In this book he shares what enabled much of his success. I listened to it. He read it. His voice is serious when it works, funny when it works, and quintessentially him.
Most of all is its effect on the reader. At least in my case, he led me to see how much more I can do. I can’t yet speak for the long-term results, but I found this book helping me expand my potential from where I thought it was to more and to enable and empower me to realize this greater potential.
What more do you want from a book or anything than it improves your life?
The Power of Negative Thinking: And How It Can Be a Powerful Route to Joy, Success and Satisfaction, by Oliver Burkeman: Oliver is one of my favorite podcast guests for seeing how the Spodek Method works.

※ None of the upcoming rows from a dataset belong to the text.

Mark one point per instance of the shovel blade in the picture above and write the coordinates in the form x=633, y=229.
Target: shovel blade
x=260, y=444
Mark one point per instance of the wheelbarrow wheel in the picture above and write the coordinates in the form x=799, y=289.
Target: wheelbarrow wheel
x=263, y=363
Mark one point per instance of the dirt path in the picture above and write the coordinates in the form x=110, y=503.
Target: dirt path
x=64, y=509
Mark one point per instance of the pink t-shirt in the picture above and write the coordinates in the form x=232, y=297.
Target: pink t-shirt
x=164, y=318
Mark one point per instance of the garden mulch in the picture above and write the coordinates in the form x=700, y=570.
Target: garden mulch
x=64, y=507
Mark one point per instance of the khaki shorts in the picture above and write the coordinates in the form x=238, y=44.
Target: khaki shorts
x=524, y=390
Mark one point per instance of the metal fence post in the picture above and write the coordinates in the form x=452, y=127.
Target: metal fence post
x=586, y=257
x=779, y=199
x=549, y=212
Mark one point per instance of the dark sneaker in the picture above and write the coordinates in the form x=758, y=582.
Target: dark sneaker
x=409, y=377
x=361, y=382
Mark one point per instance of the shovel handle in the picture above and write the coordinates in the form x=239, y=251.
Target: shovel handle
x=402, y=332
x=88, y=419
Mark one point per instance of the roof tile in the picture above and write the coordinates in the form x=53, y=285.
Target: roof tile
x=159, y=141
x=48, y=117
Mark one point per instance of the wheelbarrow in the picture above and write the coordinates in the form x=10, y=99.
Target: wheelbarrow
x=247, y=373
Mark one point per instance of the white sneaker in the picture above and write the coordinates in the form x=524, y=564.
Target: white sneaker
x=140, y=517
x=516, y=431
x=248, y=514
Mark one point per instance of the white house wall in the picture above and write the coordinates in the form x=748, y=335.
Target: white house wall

He clarified many of its principles and chose to enjoy experiencing their effects.
His book Time Management for Mortals was fun, thought-provoking, and fresh in a stale field (since Getting Things Done by podcast guest David Allen).
I got this audiobook because the library didn’t have his latest book, on meditation and it’s under two hours. It was entertaining and probably insightful, but I’m so advanced in reading this type of literature and practicing it, I think I mostly knew it already. I say “I think” because as he shared things, I felt I knew them from experience and research, but if you tested me on them I might not know them that well.

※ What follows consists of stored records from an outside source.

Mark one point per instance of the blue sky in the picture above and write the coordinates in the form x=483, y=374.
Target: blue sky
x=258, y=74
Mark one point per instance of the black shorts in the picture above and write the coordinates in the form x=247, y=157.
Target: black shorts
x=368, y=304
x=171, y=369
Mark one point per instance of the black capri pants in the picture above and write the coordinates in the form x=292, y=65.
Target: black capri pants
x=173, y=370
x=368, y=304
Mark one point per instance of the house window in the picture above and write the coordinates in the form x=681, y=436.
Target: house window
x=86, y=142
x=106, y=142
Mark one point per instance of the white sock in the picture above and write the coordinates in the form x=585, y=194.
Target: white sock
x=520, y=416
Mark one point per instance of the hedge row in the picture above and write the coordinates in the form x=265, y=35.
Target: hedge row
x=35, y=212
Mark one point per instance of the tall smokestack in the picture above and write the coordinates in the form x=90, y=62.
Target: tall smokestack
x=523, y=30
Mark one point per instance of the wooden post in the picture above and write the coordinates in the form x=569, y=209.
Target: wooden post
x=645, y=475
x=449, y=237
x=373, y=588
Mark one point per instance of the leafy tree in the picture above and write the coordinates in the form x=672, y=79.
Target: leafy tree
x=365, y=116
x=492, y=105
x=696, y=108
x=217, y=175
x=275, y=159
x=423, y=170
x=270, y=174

How to Be an Anti-Racist, by Ibram Kendi: I read this book a while ago but wanted to refresh since learning about how dominance hierarchies form and what happens when they do, in particular the competitive strategies they follow and the cultures they form.
Kendi gets close to understanding this anthropology in clarifying that racism didn’t cause racist power hierarchies, but that racist power hierarchies caused racism, to justify and perpetuate them. He doesn’t figure out what caused the power hierarchies, though, so he can’t understand or explain them beyond a Portuguese guy started it and it expanded from there.
Why then and there? Why did it expand? Kendi doesn’t explain, so he can’t distinguish racism from white supremacy. He acknowledges blacks can be racist and whites can be antiracist, but always within a hierarchy with whites at the top and blacks at the bottom. He gets that skin color doesn’t make people different besides skin color, but treats racism as one-way. But if both races are equal, he can explain why racism has gone one way historically, but can only treats it as one way, even considering black racists and white antiracists.
I have to write my book on race to resolve this common shortsightedness. He shares it with Robin DiAngelo. It keeps them from seeing the causes of racism that aren’t mere skin color.